Colorify.Rocks is a project that generates color palettes and provides a page for every HEX color. Each page includes information like:
- Color Values
- Complementary Colors
- Analogous Colors
- Triadic Colors
- Shades and Tints
- Color Blindness Combinations
With a total of 16 million pages, the challenge is managing such a large number efficiently. While all pages are useful, not all colors are equally important. The goal is to optimize the crawl budget so that search engines focus on the most relevant pages.
Including all 16 million pages in sitemaps would require over 300 files (since each sitemap can hold up to 50,000 URLs).
This approach presents two major issues:
- Inefficient Crawling: Search engines might waste time crawling less relevant colors.
- Complex Management: Maintaining hundreds of sitemap files is time-consuming and prone to errors.
An optimized solution was necessary to prioritize important pages while still ensuring the rest remain discoverable.
By focusing on Material Design-like colors, I prioritized around 25,000 pages representing a diverse and balanced subset of the color spectrum.
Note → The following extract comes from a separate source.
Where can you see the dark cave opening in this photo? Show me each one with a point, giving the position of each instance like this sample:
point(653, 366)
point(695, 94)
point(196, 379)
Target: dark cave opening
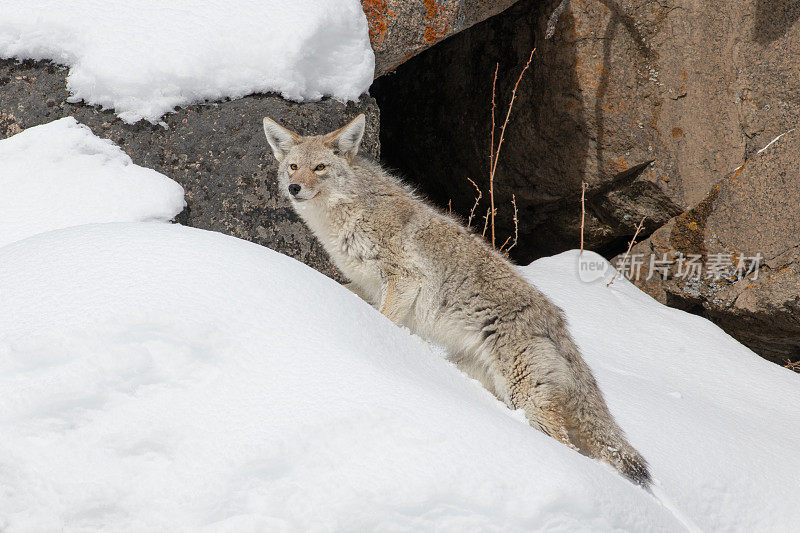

For example, shades like #F44336 (a vibrant red) highlight the importance of visually impactful colors frequently used in design systems. These carefully selected pages ensure that the sitemap emphasizes relevance without overwhelming search engines.
Here’s why I didn’t choose other methods:
- Web Safe Colors: Only 216 colors, which is far too few for modern use.
- Named CSS Colors: About 16 colors, which doesn’t even begin to cover the spectrum.
- Pure/Near-Pure Colors: Around 2,000 colors, but these miss subtle and popular shades.
- Popular Color Ranges: While ~2.1 million colors cover a broader set, this is still a large number.
By using Material Design-like colors, I created a smaller, more manageable sitemap that still represents a diverse range of colors.
The sitemap doesn’t need to include every page. Each color page links to complementary, analogous, and related colors, allowing search engines to discover the rest of the site naturally.
This way, the sitemap becomes a prioritization tool rather than a full index. Google can focus on the most important pages first, while still crawling the others over time.
Technical Considerations
- Including all pages would create more than 300 sitemaps, which is unnecessary for most projects.
- A smaller sitemap with ~25,000 pages makes it easier for search engines to focus on high-value content.
- Monitoring crawl reports and indexing status helps refine the approach over time.
SEO often requires testing different strategies. This sitemap setup is part of an experiment to see how search engines handle a prioritization-first approach on a large site.
Over time, I’ll adjust based on how Google indexes and crawls the site. It’s about finding the best way to balance efficiency and discoverability.
This approach is just the first step, and I’ll keep refining it as I gather more data. If you’ve dealt with similar challenges, I’d love to hear your thoughts!